Chongqing is a city located in China's western inland and is neighbor to China's vast western areas, which account for about 70 percent of the country's land and produce about one-fifth of China's GDP.

The city is also connected to the eastern seaboard thanks to the Yangtze, China's longest river, making it a transfer hub for commodities from the western areas to be sold across the world and for goods from around the globe to reach China's far west.

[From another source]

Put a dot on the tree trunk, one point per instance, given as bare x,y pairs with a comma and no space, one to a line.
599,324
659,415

But the long shipping distance on the Yangtze waterway was always a headache for business people like Liu. More than 2,000 km of distance from Chongqing to the eastern areas meant two or even three months of transportation. Commodities from southeast Asia, such as fruits, simply became rotten before they reached the western areas.

All was set to change.

Easier logistics is making transportation much better these days thanks to the rising number of China-Europe freight trains. The first such train was launched between Chongqing and Germany's Duisburg. Such trains helped slash traveling time by two-thirds compared with water transport and are much cheaper than transporting by air.

According to official figures, by March 25 this year, a total of 3,322 trains commuted between Chongqing and Europe. The number has been rising in recent years.

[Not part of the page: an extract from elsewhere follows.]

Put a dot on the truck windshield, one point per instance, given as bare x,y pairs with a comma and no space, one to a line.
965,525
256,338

"Now we send out seven China-Europe trains each day," said Zhang Xin, head of a major train station in Chongqing's Tuanjiecun Village. Chongqing's first China-Europe freight train started from the station in 2011.

That is perhaps why people like Liu Xiaomin are coming back to do cross-border business, by riding on the success of the easier logistics.

Liu is currently selling Russian honey, chocolate and waffles in a bonded market in Chongqing. The market plays home to many stores selling a variety of international products, all transported via the trains from around the world.

According to Liu, business there is "quite good."

It was hardly possible to do business this way in the past, Liu says. "But the easier logistics allows me to tap the huge market potential in the western inland."

Currently, the logistics network has connected Chongqing with 155 ports in 71 countries and regions, allowing businesses like Liu's to reach more customers.

"I am much busier than I used to be," Liu says. "But I am quite happy and excited about the future."